View from the Top: Jeremy Banks on a boys-only education leading the fight against toxic masculinity
The joy of the British independent schools’ sector is that each one offers their own unique take on a fabulous education. Thriving schools in the UK today may become particularly appealing to a parent for a myriad of reasons. It could be the academic offer, the sport, the arts programme, the boarding – the list goes on. In this article I would like to bring the case for an ‘all boy’ prep or junior school education up to date.

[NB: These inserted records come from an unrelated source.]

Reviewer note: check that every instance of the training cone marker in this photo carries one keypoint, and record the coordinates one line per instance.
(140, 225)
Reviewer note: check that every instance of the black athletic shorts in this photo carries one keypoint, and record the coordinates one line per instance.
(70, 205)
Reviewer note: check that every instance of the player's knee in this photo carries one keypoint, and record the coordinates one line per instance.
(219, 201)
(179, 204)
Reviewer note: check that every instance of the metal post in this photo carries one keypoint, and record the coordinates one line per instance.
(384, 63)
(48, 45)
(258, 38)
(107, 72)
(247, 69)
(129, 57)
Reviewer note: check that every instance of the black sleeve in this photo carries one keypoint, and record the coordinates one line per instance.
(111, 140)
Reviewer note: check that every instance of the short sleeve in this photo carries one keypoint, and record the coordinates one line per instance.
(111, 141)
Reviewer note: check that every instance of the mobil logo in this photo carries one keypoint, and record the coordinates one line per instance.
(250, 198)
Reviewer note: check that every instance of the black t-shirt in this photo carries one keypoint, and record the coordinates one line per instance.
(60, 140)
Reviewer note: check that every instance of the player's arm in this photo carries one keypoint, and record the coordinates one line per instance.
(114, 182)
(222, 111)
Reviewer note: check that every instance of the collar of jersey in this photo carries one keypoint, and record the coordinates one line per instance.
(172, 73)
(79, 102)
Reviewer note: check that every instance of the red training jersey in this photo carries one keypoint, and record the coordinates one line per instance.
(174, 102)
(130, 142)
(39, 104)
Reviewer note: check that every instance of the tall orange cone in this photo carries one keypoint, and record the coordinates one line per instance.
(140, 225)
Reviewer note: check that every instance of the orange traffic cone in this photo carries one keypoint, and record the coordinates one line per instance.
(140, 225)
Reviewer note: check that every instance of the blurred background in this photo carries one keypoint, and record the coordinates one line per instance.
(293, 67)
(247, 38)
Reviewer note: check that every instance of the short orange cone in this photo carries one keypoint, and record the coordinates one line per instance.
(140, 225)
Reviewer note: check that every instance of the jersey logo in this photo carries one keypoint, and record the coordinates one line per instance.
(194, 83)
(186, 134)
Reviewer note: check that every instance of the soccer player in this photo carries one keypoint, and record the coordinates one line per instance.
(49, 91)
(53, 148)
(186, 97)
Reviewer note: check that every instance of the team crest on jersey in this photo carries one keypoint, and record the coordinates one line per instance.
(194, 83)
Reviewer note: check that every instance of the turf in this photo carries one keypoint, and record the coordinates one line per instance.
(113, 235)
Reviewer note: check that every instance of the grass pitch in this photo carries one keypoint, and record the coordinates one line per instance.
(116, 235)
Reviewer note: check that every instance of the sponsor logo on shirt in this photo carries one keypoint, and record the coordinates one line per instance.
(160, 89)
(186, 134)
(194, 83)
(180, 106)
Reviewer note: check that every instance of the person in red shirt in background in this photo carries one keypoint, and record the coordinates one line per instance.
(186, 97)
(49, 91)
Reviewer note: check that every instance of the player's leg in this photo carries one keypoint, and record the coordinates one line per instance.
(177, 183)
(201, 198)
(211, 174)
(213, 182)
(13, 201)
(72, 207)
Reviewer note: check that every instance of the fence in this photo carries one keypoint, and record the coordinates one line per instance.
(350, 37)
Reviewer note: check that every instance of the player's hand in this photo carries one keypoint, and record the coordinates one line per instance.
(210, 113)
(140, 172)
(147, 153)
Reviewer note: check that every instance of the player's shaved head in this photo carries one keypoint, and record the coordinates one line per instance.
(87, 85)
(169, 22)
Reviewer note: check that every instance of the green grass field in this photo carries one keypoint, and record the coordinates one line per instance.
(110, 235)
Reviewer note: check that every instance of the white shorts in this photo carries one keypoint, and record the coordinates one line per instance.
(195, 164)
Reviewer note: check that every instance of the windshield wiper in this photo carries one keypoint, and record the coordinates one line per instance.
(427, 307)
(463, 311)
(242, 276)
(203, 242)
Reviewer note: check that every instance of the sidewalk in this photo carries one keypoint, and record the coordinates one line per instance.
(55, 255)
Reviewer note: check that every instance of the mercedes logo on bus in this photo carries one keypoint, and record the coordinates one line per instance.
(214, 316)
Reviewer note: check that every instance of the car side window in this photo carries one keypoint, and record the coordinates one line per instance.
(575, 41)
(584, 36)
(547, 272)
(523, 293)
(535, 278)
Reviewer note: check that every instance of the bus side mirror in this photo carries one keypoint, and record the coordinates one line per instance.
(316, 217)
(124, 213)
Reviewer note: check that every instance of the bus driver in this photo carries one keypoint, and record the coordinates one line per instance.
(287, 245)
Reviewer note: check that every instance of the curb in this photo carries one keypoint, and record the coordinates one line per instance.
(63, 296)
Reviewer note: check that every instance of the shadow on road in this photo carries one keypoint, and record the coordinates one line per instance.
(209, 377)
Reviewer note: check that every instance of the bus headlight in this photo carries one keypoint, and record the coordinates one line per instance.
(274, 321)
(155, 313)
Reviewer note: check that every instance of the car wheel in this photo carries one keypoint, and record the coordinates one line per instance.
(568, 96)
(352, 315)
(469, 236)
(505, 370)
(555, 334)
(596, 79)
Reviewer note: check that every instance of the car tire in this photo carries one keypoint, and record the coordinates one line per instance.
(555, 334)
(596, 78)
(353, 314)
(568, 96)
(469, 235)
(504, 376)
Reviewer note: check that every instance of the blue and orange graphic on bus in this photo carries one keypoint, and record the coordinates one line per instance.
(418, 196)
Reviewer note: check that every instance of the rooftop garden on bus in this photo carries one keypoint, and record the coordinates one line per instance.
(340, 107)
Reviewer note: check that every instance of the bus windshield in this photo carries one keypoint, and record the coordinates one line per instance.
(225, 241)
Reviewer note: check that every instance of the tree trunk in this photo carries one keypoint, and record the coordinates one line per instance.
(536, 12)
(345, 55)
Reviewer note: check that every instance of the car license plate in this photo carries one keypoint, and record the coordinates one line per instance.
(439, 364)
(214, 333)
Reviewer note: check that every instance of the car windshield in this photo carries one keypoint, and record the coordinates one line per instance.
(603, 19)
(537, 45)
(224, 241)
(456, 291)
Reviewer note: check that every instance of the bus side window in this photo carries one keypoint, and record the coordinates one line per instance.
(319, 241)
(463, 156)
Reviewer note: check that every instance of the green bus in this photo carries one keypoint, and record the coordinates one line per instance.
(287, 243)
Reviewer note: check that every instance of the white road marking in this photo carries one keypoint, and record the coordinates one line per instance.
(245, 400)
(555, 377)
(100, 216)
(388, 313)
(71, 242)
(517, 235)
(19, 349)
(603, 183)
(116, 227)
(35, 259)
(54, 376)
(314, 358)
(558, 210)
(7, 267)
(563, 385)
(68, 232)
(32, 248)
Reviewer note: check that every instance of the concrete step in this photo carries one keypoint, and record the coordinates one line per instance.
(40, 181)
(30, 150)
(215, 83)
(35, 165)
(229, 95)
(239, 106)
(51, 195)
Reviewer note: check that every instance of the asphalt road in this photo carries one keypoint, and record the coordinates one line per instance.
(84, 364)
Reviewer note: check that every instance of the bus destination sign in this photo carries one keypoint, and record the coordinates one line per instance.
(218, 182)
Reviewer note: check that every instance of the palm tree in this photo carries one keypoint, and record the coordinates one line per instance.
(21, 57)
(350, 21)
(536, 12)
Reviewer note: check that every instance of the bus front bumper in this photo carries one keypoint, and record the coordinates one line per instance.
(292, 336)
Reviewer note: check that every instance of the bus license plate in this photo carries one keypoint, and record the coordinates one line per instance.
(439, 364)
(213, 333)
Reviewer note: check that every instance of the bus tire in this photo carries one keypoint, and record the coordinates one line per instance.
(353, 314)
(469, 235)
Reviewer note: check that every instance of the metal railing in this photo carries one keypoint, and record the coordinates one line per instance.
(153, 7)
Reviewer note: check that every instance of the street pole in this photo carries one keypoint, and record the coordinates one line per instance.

The benefit of an ‘all boys’ prep or junior school education is increasingly relevant to me. To be honest, to my mind this view is accelerating thanks to several observations, including trying to understand the work of the harmful and disrespectful misogynistic influencer that is Andrew Tate. It is time to go beyond the straightforward arguments for educating boys in ‘all boys’ prep or junior schools. Readers will be familiar with approaches to teaching that seem to be more effective with boys, curriculums designed to suit boys and the evidence that boys keep a broader range of pursuits in ‘all boy’ environments. It’s now the time to consider the barren landscape of male role models for young boys to look up to compared to girls of the same age.
As the father of three daughters who are all now at senior school, I delight in reflecting on the healthy and constant positive messaging on how they can grow up to be strong, successful females. The #thisgirlcan campaign drove all three of them in different directions and I’m incredibly lucky that the IAPS, GSA and HMC schools they’ve attended have, and continue to have, such inspirational agendas. But I can’t recall an equivalent campaign for boys that had the same resonance. There is no doubt that the appalling behaviours called out by the ‘Me too’ and ‘Everyone’s Invited’ movements have no place in society, but there is a picture forming that goes some way to explain how some boys have disastrously ended up admiring the likes of Andrew Tate.
All teachers I’ve ever met in both all-boys and co-educational schools have been role models in some shape or form – it’s a joy of working in the British independent sector. However, schools that obsess about delivering a brilliant ‘all boys’ prep or junior school education are really onto this right now. Whether it is a post-pandemic legacy that has caused a mental health wobble or whether media, tv and film have accelerated childhood away, too many boys are demonstrating more adolescent behaviours in their pre-teenage years than I can ever recall. Where these concerns rage, this is where the problems begin and the algorithms for those social media platforms can seduce the follower. In an ‘all boy’ prep or junior school, boys are away from social pressures, they are more likely to take intellectual risks in the classroom and the many routes to manhood can be explored at a pace and in a way that makes success achievable.
All parents of boys want their sons to be the best versions of themselves, to fulfil their potential and be happy. They also want their sons to have healthy, meaningful friendships with girls and the point is that those ambitions may become most likely with an ‘all boys’ school to begin with.